The European Grape


The European grape, Vitis vinifera (Fig. 1), is the grape of ancient

and modern agriculture. It is the vine which Noah planted after the

Deluge; the vine of Israel and of the Promised Land; the vine of the

parables in the New Testament. It is the grape and the vine of the

myths, fables, poetry and prose of all peoples. It is the grape from

which the wines of the world are made. From it come the raisins of the

world. It
is the chief agricultural crop of southern Europe and

northern Africa and of vast regions in other parts of the world,

having followed civilized man from place to place in all temperate

climates. The European grape has so impressed itself on the human mind

that when one thinks or speaks of the grape, or of the vine, it is

this Old World species, the vine of antiquity, that presents itself.

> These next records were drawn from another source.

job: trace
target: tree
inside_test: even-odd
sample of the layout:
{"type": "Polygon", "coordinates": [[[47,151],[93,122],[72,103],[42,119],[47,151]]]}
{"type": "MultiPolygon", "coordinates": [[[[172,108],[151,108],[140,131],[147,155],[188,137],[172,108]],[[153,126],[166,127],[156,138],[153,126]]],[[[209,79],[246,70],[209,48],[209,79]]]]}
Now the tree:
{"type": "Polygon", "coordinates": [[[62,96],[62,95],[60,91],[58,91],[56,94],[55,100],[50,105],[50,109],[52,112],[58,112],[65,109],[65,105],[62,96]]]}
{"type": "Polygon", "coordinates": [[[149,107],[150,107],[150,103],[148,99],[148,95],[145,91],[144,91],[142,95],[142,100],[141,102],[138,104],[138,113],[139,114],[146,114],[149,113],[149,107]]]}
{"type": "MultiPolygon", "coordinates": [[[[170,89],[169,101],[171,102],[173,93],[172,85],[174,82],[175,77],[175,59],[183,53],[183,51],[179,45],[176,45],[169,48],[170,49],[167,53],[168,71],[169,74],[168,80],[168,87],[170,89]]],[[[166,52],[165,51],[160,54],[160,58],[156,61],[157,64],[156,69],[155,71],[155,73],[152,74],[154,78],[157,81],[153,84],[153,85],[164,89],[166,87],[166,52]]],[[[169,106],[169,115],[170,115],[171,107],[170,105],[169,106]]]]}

The written records of the cultivation of the European grape go back

five or six thousand years. The ancient Egyptians, Phoenicians, Greeks

and Romans grew the vine and made wine from its fruit. Grape seeds

have been found in the remains of European peoples of prehistoric

times, showing that primitive men enlivened their scanty fare with

wild grapes. Cultivation of the grape in the Old World probably began

in the region about the Caspian Sea where the vine has always run

wild. We have proof of the great antiquity of the grape in Egypt, for

its seeds are found entombed with the oldest mummies. Probably the

Phoenicians, the earliest navigators on the Mediterranean, carried the

grape from Egypt and Syria to Greece, Rome and other countries

bordering on this sea. The domestication of the grape was far advanced

in Christ's time, for Pliny, writing then, describes ninety-one kinds

of grapes and fifty kinds of wine.






It can never be known exactly when the European grape came under

cultivation. There is no word as to what were the methods and

processes of domestication, and whose the minds and hands that

remodeled the wild grape of Europe into the grape of the vineyards.

The Old World grape was domesticated long before the faint traditions

which have been transmitted to our day could possibly have arisen. For

knowledge of how wild species of this fruit have been and may be

brought under cultivation, we must turn to New World records.